Can you forge a connection with someone in just a few seconds?
Sure. Just ask the Georgia 400 toll cashiers.
The people who sit in the booths can rattle off story after story about special encounters they’ve had with drivers over the years. They range from the bizarre (births, wrecks, indecent exposure) to the endearing (food donations, gifts, romance).
With the last day for toll collections looming on Friday, it’s a bittersweet time for those who will soon be out of work or moving on to new jobs. A total of 46 contracted positions and four state positions will be eliminated with the closure of the toll plaza.
The State Road and Tollway Authority (SRTA) has provided some resume and job training and has posted job openings elsewhere. The SRTA did not know how many hadn’t found employment as of Monday.
“They’re sad,” said Smith-Calloway, toll operations manager for State Road and Tollway Authority. “But they’re proud of the work they’ve done.”
It’s not just the end of an era for Georgia. Across the nation, cashiers are being replaced with electronics that let drivers pay tolls via a transponder stickers on their windshields.
Before their jobs vanish, The Atlanta Journal-Constitution asked toll plaza employees to share some memorable experiences.
That’s one way to get a date
Kuzshua “Kaz” Jones has worked at the toll plaza for 17 months. The first two months were in the toll booth.
A kindly older woman offered a Bible. And a flirty girl dropped off a Chick-fil-A lunch.
He even witnessed exhibitionist couples getting frisky in front of him.
“You see the most X-rated of things,” Jones said.”It just shocks you.”
Jones often brought extra change to work just in case drivers in his lane forgot their fare. He earned a lot of loyal customers that way — drivers that would purposely steer into his lane.
Jones, a sharp-dressed man with a sly smile, was apparently winning hearts while making change on one day in particular. A woman made a bold demand for his phone number and refused to drive off until she got it.
Then she dialed the number in front of him just to make sure he hadn’t provide the wrong one.
It may seem strange, but Jones has gone on dates with several women he met at the booth.
“I guess I’m somewhat attractive, right?” Jones laughed. “The young girls will come through and try to talk. It’s kind of like speed dating.”
Flash and dash
Toll operations manager Andrea Smith-Calloway has been surprised to learn how many women get a kick out of flashing their breasts at the toll booth, particularly those coming from the Buckhead nightclubs on Friday and Saturday night.
She usually pays no attention. She just makes sure the toll is paid. But sometimes the women just sit there until they get a reaction.
“I’m like, ‘What do you want me to say?’” Smith-Calloway said. “‘Looks fine to me, go ahead!’”
Pickles and ice cream
Roslyn McDonald has spent two-and-a-half years at the toll booth. The petite single mom said people will ask her name, or inquire about her life and her two kids.
McDonald said it’s not unusual for motorists to say that her friendly demeanor made their day.
“I’ve been told by people a lot that they’ve been working all day and nobody has smiled or said hello to them,” McDonald said.
Drivers occasionally bring gifts of chocolates, or fruits and vegetables. Once, a mother and daughter who were practicing their baking skills dropped off a heart-shaped cake.
McDonald remembers one man in particular who befriended her when his wife was eight months pregnant. He would pull up to the toll booth while talking to his wife on the phone. While stopped, he would hold up the phone for her to shout a greeting to McDonald.
After the couple’s baby was born, the father stopped at the toll operations center beside the toll plaza to show McDonald pictures.
“He came up here a few times, but I was never at work,” McDonald said.

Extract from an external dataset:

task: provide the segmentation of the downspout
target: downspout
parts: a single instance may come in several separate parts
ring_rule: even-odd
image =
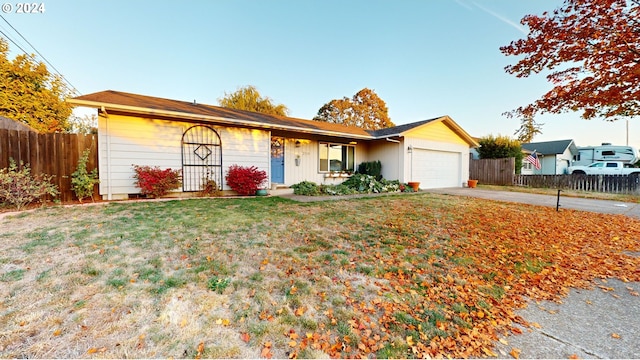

On the subject of births, they’ve happened a couple of times at the toll plaza, according to the first toll plaza manager, Robert E. Smith, who retired in 2011 after 18 years in the job. Once it happened in a toll lane. Another time it occurred in the toll plaza parking lot, after a couple en route to the hospital realized they couldn’t make it in time, he said.
A not-so-smooth getaway
There has been one infamous robbery at the toll plaza, back in 1999.
Two men ambushed toll-takers late at night and demanded money. But they apparently failed to take into account that the cash stocked in the booths is primarily quarters.
They tried to haul off their hefty loot in plastic bags, which ripped open as they ran to a getaway car nearby. Coins went rolling all over the pavement.
The men scrambled to their car and sped away, leaving behind the money.
“I don’t know if they ever caught them or not,” chuckled Smith. “But the radio people made so much fun of them for trying to take all the coins that we never had a problem again.”